5.7 Cost of Operation

The participants cited cost of general operation to be a factor that can impact the growth of the industry. This factor again was not mentioned in previous studies likely due to the kind of countries that were studied. Bhutan is different with added challenges like the cost of operation which is high as compared to the region with similar or better facilities and service than Bhutan. Bhutan mostly imports raw materials and products for consumption therefore, the high cost can also be due to import of raw materials for all the facilities and services offered. The cost of operation excludes cost of internet access and cost of operation at the technology park. The cost of operation is related with cost of living, cost of hiring, cost of travel and real estate cost. Generally, the cost of operation in Bhutan is extremely high comparable with metropolitan cities in India and region but with less facilities and choices. Thus, the cost of operation was identified by stakeholder groups as a factor that is positioning Bhutan as an unattractive business location for this industry and is still challenging to address.

6 Conclusion and Implications

This study provides a useful synthesis of factors affecting the growth of the IT/ITES industry. It is also a first study conducted in the context of Bhutan, employing a qualitative approach. Two additional factors, Country’s Accessibility and Cost of Operation have been identified for Bhutan’s context, which are likely to be important factors for countries similar to Bhutan. As indicated in this study, all the factors identified as key influential factors, though have been consistent with previous studies, the state and effect of each factor differs slightly across contexts.
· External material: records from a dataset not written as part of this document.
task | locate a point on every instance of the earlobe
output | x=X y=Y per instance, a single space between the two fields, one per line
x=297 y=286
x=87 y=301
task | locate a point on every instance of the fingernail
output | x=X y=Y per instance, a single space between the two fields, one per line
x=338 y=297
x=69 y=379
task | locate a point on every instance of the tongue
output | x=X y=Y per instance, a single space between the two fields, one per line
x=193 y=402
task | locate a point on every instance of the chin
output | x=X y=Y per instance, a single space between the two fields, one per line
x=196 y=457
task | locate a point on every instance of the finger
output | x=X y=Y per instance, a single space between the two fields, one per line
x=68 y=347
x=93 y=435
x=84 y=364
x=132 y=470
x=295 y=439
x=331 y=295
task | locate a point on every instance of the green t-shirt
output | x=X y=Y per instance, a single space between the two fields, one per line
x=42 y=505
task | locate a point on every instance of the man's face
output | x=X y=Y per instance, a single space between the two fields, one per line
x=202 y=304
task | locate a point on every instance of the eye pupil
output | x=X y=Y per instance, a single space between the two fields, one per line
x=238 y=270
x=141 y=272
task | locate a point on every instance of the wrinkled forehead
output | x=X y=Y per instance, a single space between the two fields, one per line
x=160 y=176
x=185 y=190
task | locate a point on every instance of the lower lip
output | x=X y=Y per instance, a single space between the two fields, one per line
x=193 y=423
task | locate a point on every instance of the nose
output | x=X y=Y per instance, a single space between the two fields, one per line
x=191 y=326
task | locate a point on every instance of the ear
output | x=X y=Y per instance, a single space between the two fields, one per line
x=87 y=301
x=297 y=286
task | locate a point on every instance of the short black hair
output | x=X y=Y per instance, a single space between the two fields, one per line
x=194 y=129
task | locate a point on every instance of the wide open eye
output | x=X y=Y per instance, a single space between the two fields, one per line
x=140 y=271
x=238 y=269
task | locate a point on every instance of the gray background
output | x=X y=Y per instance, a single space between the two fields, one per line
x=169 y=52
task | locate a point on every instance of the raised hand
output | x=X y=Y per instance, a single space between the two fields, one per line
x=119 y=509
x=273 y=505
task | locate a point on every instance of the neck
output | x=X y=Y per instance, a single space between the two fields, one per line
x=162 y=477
For example, for Thailand, Policy did not have impact on the success of the IT industry [18], whereas for Bhutan, Policy seems to play a crucial role in the growth of the industry.

For researchers, the study synthesizes useful factors affecting the growth of the IT/ITES industry. The study also enriches the existing studies by conducting an in depth qualitative study in a unique context that was not explored in earlier studies. This study also reaffirms previous studies’ recommendation that one size fit all is not possible for understanding factors affecting the development of IT/ITES industry in different countries [5, 17]. The applicability and influence of each factor varies from country to country. For practitioners, the study reflects the criticality of strategic implementation of each factor for successful growth of the industry. The study also presents the need for strategic collaboration and customization of the factors according to the environment of the country. This study is also an eye-opener in showcasing the need for strategic alliance among the government, private sector and academia.

However, there are limitations to this study due to time and resource constraints. This study is only a preliminary study with limitation in total number of participants and the number of stakeholder groups. For instance, the study could also include consumer stakeholder group. Nevertheless, the preliminary understanding obtained from this study is valuable to recognize the IT/ITES industry in Bhutan and its development. Further, the two new factors identified in this study have set context for further study to analyze if the identified factors are important for the industry growth as these factors has not been explicitly studied in detail for other countries. For Bhutan, this study has also laid a path for future in depth study in this area.